An emergency motion to reinstate CSRs was denied last week by a federal judge in California, which paves the way for the end of CSR payments.
Now that's what we call irony
President Trump has a number of reasons why he believes CSRs should be ended, including his overall disdain for Obamacare. The president likely believes that the quicker Obamacare is sent into a "death spiral," which is where insurance premiums skyrocket and healthier individuals drop out and choose to remain uninsured, the quicker he'll get a replacement plan on his desk.
President Trump has also opined on numerous occasions that CSRs do nothing more than line the pockets of insurance companies. Though government-sponsored members generate lower margins than private payers, the president does have a point here since government-sponsored payments are guaranteed. Anthem (NYSE:ANTM), which is the for-profit insurer company behind the Blue Cross Blue Shield brand in 14 states, has targeted consumers who'd qualify for Medicaid, Medicaid expansion, the APTC, and CSRs. Presumably, it'll also be among those who could be hurt most by the end of CSRs.

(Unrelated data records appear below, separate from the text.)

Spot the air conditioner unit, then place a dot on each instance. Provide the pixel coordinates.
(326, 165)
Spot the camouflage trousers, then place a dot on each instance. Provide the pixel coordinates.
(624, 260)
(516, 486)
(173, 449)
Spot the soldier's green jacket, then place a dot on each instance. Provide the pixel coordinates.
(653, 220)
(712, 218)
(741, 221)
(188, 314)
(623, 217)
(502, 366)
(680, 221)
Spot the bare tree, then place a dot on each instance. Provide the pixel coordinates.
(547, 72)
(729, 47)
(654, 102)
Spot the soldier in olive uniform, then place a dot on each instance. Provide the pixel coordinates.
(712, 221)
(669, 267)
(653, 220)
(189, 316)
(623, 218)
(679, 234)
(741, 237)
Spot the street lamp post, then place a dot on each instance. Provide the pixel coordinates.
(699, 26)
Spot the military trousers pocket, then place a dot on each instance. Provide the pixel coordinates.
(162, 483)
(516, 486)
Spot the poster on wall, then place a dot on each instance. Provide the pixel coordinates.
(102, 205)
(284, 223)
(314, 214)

Either consumers will drop out and choose not purchase insurance, even with the help of the APTC, or they'll receive care and leave insurers like Anthem on the hook for their portion of the costs.
However, there's a pretty big unintended consequence that goes along with President Trump's decision to end CSRs. These payments, which were expected to cost the federal government about $7 billion a year, are actually expected to increase the federal costs of Obamacare by $194 billion over the next decade, according to estimates from the Congressional Budget Office (CBO).
Though ceasing CSR funding will result in "savings," insurers are responding to the end of CSR payments with considerably higher premiums. We're talking about double-digit percentage increases in most states for 2018 given concerns that low-income consumers could stiff insurers with big bills. Since the federal government is still on the line for APTC subsidies, and the actions of insurers will affect all ACA enrollees, not just those who receive CSRs, the federal government is actually digging itself into a deeper hole by ending CSRs. In other words, its APTC liability goes way up. That's what we call irony -- especially given that it works opposite of the cost-cutting that President Trump is aiming for with his current tax reform plan.
Of course, this irony is limited by the likelihood of Obamacare lasting over the CBO's long-term projection of 10 years. That seems unlikely with President Trump pounding the table on reform.
No one is exactly sure what the future holds for healthcare in America at this point, but darned if it's not full of unintended consequences and/or ironies at every turn.